List of supported idioms can be found in idiomatch/resources/idioms.txt. Total of 2758 idioms are available for matching. These "target idioms" were extracted from a vocabulary of 5000 most frequently used English idioms, which had been made available for open use courtesy of IBM's SLIDE project.

Adding Idioms Yourself

If you have idioms that are not included in the list of supported idioms, you can add them to Idiomatcher yourself with the add_idioms member method:

import spacy
from idiomatch import Idiomatcher


def main():
    nlp = spacy.load("en_core_web_sm")
    idiomatcher = Idiomatcher.from_pretrained(nlp.vocab)  # instantiate 
    # As for a placeholder for openslot, use either: someone / something / someone's / one's 
    idioms = ["have blood on one's hands", "on one's hands"]
    idiomatcher.add_idioms(nlp, idioms)  # this will train idiomatcher to identify the given idioms
    sent = "The leaders of this war have the blood of many thousands of people on their hands."
    doc = nlp(sent)
    print(idiomatcher(doc))


if __name__ == '__main__':
    main()
100%|██████████| 2/2 [00:00<00:00, 145.62it/s]
adding patterns into idiom_matcher...: 100%|██████████| 2/2 [00:00<00:00, 196.40it/s]
[{'idiom': "have blood on one's hands", 'span': 'have the blood of many thousands of people on their hands', 'meta': (5930902300252675198, 5, 16)}, {'idiom': "on one's hands", 'span': 'on their hands', 'meta': (8246625119345375174, 13, 16)}]

Supported Variations

English idioms extensively vary in forms, at least in six different ways.

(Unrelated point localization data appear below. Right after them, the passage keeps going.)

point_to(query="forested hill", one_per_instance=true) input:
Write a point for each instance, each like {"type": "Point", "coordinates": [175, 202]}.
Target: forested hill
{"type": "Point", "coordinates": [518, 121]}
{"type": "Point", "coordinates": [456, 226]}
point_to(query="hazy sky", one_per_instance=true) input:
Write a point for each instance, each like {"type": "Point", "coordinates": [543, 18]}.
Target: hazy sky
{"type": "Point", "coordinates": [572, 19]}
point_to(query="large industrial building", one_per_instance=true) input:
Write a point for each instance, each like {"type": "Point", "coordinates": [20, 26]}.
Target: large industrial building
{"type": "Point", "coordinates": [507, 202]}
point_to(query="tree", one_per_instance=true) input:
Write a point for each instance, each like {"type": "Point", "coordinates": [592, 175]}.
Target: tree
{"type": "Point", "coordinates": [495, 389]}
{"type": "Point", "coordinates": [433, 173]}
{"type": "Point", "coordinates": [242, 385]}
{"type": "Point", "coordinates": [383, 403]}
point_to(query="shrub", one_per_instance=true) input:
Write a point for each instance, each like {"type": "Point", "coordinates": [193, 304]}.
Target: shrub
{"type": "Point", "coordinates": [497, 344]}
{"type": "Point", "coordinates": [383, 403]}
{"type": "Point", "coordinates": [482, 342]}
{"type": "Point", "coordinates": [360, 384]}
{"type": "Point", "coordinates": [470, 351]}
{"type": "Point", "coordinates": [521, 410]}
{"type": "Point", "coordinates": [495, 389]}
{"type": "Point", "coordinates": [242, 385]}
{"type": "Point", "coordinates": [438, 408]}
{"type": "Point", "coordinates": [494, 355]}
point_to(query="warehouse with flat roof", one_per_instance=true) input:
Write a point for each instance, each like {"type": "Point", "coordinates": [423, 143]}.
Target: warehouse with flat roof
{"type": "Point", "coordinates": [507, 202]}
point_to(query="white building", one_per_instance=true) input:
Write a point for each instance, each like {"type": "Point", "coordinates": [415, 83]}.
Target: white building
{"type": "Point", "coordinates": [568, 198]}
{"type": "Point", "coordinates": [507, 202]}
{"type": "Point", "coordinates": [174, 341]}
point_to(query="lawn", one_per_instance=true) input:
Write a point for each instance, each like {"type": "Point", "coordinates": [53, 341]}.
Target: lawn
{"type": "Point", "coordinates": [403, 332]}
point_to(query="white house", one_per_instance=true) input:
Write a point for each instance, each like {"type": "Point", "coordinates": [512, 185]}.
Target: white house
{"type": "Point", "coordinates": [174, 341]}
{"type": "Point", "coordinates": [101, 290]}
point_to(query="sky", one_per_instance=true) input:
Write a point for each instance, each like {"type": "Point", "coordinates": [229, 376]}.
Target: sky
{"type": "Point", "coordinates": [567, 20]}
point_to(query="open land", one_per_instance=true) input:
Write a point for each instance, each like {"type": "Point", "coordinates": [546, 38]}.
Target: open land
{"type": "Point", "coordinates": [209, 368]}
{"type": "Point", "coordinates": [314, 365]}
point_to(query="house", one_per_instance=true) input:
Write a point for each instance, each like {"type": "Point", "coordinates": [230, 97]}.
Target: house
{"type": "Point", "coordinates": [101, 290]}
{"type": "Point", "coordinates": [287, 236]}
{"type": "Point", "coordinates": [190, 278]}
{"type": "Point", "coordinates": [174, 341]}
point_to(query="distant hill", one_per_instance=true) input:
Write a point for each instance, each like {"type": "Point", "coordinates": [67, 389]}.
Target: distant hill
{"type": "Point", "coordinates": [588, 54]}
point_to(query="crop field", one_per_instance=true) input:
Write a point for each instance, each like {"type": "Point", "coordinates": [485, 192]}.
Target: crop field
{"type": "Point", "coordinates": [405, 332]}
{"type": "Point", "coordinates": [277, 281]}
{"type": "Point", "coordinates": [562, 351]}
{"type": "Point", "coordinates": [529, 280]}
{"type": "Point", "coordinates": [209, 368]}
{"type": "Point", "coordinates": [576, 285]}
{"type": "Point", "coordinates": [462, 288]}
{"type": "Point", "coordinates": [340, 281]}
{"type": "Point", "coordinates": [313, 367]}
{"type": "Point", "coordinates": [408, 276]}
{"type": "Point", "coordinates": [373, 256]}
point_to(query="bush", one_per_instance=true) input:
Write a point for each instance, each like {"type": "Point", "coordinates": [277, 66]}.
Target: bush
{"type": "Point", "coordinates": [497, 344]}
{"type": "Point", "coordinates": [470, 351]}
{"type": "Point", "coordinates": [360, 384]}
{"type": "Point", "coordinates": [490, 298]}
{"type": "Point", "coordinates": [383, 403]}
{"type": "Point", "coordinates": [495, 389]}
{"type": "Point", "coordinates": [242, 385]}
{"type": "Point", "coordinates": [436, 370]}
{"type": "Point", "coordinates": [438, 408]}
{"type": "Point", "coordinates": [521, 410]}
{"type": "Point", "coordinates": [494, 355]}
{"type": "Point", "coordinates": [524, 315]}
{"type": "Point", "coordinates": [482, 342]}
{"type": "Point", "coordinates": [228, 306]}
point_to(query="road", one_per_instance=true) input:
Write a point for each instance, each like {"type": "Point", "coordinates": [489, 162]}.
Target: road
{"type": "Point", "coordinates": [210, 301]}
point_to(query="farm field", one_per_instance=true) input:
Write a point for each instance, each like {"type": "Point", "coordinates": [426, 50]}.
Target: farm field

Idiomatcher can gracefully handle all the cases, as exemplified below:

variation example result
modification He called my blatant bluff [{'idiom': "call someone's bluff", 'span': 'called my blatant bluff', 'meta': (11321959191976266509, 1, 5)}]
openslot This will keep all of us posted [{'idiom': 'keep someone posted', 'span': 'keep all of us posted', 'meta': (11722464987668971331, 2, 7)}]
hyphenated That was one balls-out street race! [{'idiom': 'balls-out', 'span': 'balls - out', 'meta': (2876800142358111704, 3, 6)}]
hyphen omitted That was one balls out street race! [{'idiom': 'balls-out', 'span': 'balls out', 'meta': (2876800142358111704, 3, 5)}]
passivisation (modification) the floodgates are finally opened [{'idiom': 'open the floodgates', 'span': 'the floodgates are finally opened', 'meta': (13612509636477658373, 0, 5)}]
passivisation (openslot) my bluff was embarrassingly called by her [{'idiom': "call someone's bluff", 'span': 'my bluff was embarrassingly called', 'meta': (11321959191976266509, 0, 5)}]
inclusion If she dies, you wil have her blood on your hands! [{'idiom': "have blood on one's hands", 'span': 'have her blood on your hands', 'meta': (5930902300252675198, 6, 12)}, {'idiom': "on one's hands", 'span': 'on your hands', 'meta': (8246625119345375174, 9, 12)}]

How Does it Work?

The idiom-matching patterns, which are the foundations of Idiomatcher's flexibility, are heavily inspired by Hughs et al.'s briliant work (2021) on Flexible Retrieval of Idiomatic Expressions from a Large Text Corpus.

Project details


Download files

Download the file for your platform. If you're not sure which to choose, learn more about installing packages.

Source Distribution

idiomatch-0.2.4.tar.gz (607.5 kB view details)

Uploaded Source

Built Distribution

If you're not sure about the file name format, learn more about wheel file names.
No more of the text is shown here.